Is it possible for a jeweled moray eel (Muraena lentiginosa) to be brownish black with white speckles? Sort of like the one on the link I listed below? I wondered because many say that they are normally brown with yellow/gold spots. Do you have an opinion?

http://www.liveaquaria.com/product/prod_Display.cfm?pCatId=1689

Thank You for information


----------



## caferacermike (Oct 3, 2006)

As it says in your link there are differences between juvenile and adult. One of my blue ribbon eels is black.


----------



## Blade (May 21, 2007)

I saw that but I see them at about 18" and they are still brown with gold/tan spots


----------



## Gump (Oct 26, 2006)

Mike your ribbon eel is a black ribbon if its black.

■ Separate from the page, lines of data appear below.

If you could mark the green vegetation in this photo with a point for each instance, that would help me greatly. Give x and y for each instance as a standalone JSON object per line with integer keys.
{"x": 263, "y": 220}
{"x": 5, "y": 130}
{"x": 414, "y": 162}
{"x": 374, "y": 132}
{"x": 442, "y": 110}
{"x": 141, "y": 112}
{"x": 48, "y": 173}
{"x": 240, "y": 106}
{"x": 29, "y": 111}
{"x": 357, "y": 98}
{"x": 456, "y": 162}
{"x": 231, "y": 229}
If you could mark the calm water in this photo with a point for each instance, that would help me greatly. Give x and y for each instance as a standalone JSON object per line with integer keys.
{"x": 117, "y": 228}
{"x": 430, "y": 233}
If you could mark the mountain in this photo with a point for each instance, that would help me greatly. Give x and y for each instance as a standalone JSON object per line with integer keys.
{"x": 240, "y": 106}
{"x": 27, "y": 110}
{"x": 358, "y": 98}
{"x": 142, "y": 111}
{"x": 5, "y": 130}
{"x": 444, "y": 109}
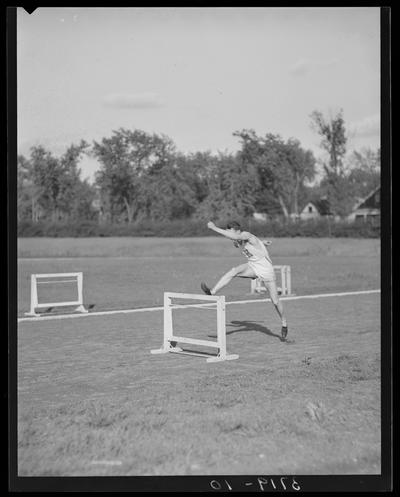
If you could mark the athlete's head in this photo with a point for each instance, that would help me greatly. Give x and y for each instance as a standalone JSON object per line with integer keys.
{"x": 234, "y": 226}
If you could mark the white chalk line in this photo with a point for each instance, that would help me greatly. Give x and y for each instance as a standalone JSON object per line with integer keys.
{"x": 234, "y": 302}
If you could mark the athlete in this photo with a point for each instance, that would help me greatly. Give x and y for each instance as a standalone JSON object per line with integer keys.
{"x": 259, "y": 265}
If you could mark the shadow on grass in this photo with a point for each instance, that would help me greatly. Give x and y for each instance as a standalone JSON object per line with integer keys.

There different eels. 

Blade 18" for certain morays is still at juvenal stage, my old moray was at 37" and wasn't in full adult colors yet. Do you have a pick of your moray?


----------



## caferacermike (Oct 3, 2006)

No Gump they are the same. Black is the juvenile male before it becomes a blue adult. Read up.... http://www.fishbase.org/Summary/SpeciesSummary.php?id=8594

I'm one of the very few that keep several of them alive eating frozen silver sides. Most die within weeks of being in captivity. TFH magazine has heralded them several times as the "Holy Grail" of salt water fish because of both their beauty and near inability to keep alive in captivity. Mine have been kicking around for about a year now. Secret is to get one to eat live ghost shrimp coated in garlic. Then when you are absolutely positive you have one eating then get several more so they can mimic what is happening around them. Then slowly try adapting them to garlic coated silver sides. Slowly, about 8 months later, they will begin feeding from the frozen silver sides and you no longer have any issues. If you were as proud of them as I am, these are my babies, you'd know everything you could.


----------



## Gump (Oct 26, 2006)

You are correct Mike, i've never had an interest in owning a ribbon eel and i've seen black ones bigger than blues in the tank and was told there different species.


----------